With this support, the first key population–led social enterprises were established in 2015, and Glink clinic was subsequently opened in 2016 as the first-ever key population–led private clinic in the country. These groups soon began to offer community-based HIV testing and HIV self-testing as part of national pilot programs, coupled with other HIV prevention and referral services.
4. Supporting new models
Expanding the types of goods and services offered enables organizations to increase foot traffic, diversify income, and generate revenue. Building on the delivery of HIV testing services and sales of condoms and other health products, Healthy Markets supported organizations in offering various HIV and primary health care services while advocating for the policy change needed to enable these ventures.

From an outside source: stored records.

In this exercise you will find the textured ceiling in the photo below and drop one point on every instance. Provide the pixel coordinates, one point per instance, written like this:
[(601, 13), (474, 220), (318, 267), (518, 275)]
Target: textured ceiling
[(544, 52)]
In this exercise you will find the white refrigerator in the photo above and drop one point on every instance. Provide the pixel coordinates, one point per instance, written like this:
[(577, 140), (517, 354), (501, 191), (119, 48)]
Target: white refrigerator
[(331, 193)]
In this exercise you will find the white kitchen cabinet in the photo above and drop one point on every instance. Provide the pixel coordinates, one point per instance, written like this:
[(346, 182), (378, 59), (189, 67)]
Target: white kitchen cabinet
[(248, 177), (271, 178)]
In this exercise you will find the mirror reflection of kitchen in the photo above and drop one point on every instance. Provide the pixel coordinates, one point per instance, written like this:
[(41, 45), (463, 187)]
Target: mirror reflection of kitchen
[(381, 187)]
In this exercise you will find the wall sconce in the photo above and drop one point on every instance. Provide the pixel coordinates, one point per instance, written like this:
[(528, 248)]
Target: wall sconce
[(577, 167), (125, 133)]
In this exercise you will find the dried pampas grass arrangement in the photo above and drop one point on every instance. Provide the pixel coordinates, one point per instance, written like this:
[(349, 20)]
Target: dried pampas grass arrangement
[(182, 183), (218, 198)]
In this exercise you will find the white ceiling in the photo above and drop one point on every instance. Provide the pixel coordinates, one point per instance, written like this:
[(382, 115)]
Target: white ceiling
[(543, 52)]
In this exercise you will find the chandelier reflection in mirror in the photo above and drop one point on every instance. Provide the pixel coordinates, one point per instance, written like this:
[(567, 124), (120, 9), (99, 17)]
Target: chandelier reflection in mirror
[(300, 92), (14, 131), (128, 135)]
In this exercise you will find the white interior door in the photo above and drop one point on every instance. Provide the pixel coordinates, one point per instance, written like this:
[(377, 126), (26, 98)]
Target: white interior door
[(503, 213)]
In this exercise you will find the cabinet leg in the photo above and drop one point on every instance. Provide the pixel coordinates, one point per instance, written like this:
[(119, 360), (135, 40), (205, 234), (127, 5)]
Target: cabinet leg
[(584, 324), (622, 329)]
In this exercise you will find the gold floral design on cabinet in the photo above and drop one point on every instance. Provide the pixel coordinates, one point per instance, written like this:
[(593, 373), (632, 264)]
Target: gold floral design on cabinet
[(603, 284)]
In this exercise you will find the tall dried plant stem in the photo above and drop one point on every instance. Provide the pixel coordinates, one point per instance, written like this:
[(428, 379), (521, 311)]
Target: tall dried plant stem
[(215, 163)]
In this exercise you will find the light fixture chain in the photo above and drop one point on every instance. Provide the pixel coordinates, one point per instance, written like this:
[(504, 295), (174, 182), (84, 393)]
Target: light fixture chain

Additionally, the project supported clinics to franchise and replicate their brands across the country.
5. Securing additional capital
From 2021 onward, Healthy Markets mapped out additional capital sources to fuel CBO and social enterprise growth ventures. Organizations at early stages of growth were matched, linked, and supported in proposal development to source low-risk grant funding, and more developed organizations were assisted in securing growth grants to fund the introduction of new services or service models.
The Healthy Markets team also developed comprehensive service operating procedures, training tools, and quality improvement methods to support expanded key population clinic offerings—including hormone counseling for transgender populations; screening and treatment of sexually transmitted infections, viral hepatitis, and noncommunicable diseases; and mental health care.
“With Healthy Markets’ support, Alo Care clinic has grown considerably and is now able to deliver affordable, community-based health services that have been lifechanging for our clients.”— Thuan Minh Nguyen, Director, Alo Care key population–led clinic
Supporting a sustainable network of businesses led by key populations
Over eight years, Healthy Markets partnered with 44 key population–led CBOs—29 of which opted to develop as sustainable health businesses. As a result, 14 social enterprises have been formed and are operating 18 primary care clinics across the country.
Beyond the clinic model, some groups are now forging new ventures, such as a new health care and beauty business model led by a transgender social enterprise, Venus, and a first-ever community-based pharmacy business, established by Smile social enterprise.
Through business planning and tailored technical assistance, mentoring, and co-learning, Healthy Markets has helped key population–led businesses effectively frame their business goals for the future, pinpoint support needs, become more financially stable and self-reliant, and measure progress over time.
The five-year, PATH-led Support for Technical Excellence and Private Sector Sustainability in Vietnam (STEPS) project, funded by PEPFAR through USAID/Vietnam, will further boost the sustainability of community-based, private-sector HIV service delivery and scale the progress made during Healthy Markets’ eight years of operation.
This will include leveraging platforms for key population–led business learning and advancement, such as through the new Glink Academy, a peer-to-peer learning and incubation initiative that nurtures young community start-ups. It will also include building partnerships with key diagnostics, pharmacy, and technology partners such as Docosan, a local e-commerce and telemedicine platform, to facilitate access to new products and markets for key population–led businesses.
On the financing side, STEPS is working to identify investment opportunities and prime growth-stage key population–led businesses to attract debt, equity, and blended financing, while also matching groups to low-risk capital to develop new business offerings, such as telemedicine and home health care.